Patients should be given priority for isolation and where possible isolated on the ward where the diarrhoea commenced.
Patients with diarrhoea and who are CDT positive must be isolated in a single room preferably with an en-suite toilet and washing facilities. If an en-suite is not available a commode should be provided for their sole use.
The door of the room should be closed and an isolation notice placed on the door.
If the patient is required to leave the room for diagnostic or treatment purposes the infection control team should be contacted for advice. It is not advisable to move the patient from the room whilst they have active diarrhoea particularly if they are incontinent.
Should the patient required transfer to other clinical areas (e.g. x-ray, theatres) then the patients C. difficile status must be declared in advance to allow appropriate arrangements to be made to prevent the spread of infection.
Always use disposable gloves and aprons for direct patient contact or contact with their environment. It is particularly important to use gloves and aprons when handling body excretions.
Soap and water must be used for hand hygiene. Alcohol based disinfectants do not destroy C.difficile spores.

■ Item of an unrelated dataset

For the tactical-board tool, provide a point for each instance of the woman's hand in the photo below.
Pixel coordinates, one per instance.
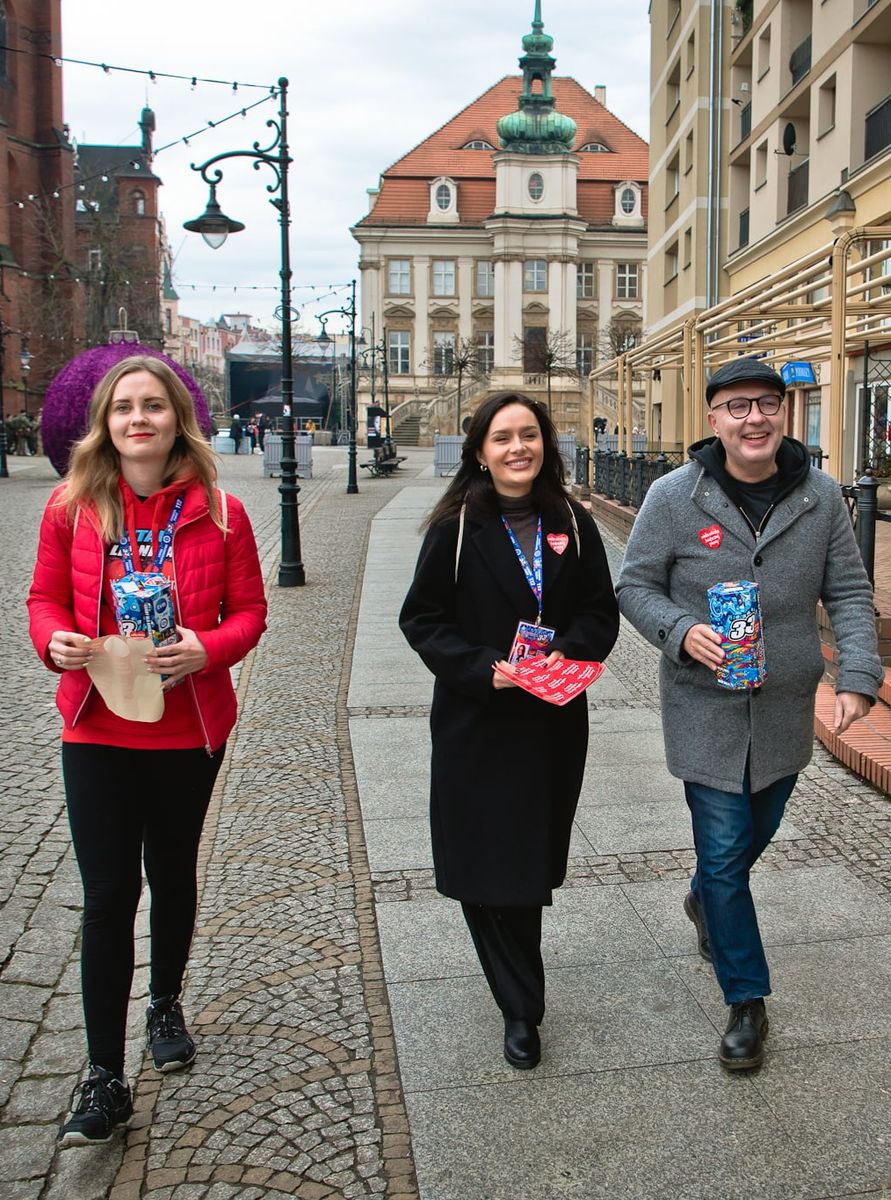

Patients with C. difficile infection can be removed from isolation after 48 hours without diarrhoea. There is no requirement to submit a faeces sample for testing.
Dispose of urine or faeces in the bed pan washer or macerator as rapidly as possible.
Use normal china and cutlery and machine dish wash.
Equipment such as blood pressure monitor, commode, temperature probe etc should be used only on that patient. If the equipment is taken for use elsewhere it should be effectively decontaminated - this would normally be with a chlorine based disinfectant or via the sterile service department.
Linen should be placed in a red linen bag and double bagged.
Waste should be placed in a yellow waste bag.
Visitors who do not assist in patient care and who have minimal patient contact do not need to wear gloves and apron. Visitors who assist in patient care should wear gloves and aprons. All visitors should wash their hands with soap and water before they leave the room. Visitors should not eat or drink in the vicinity of the patient.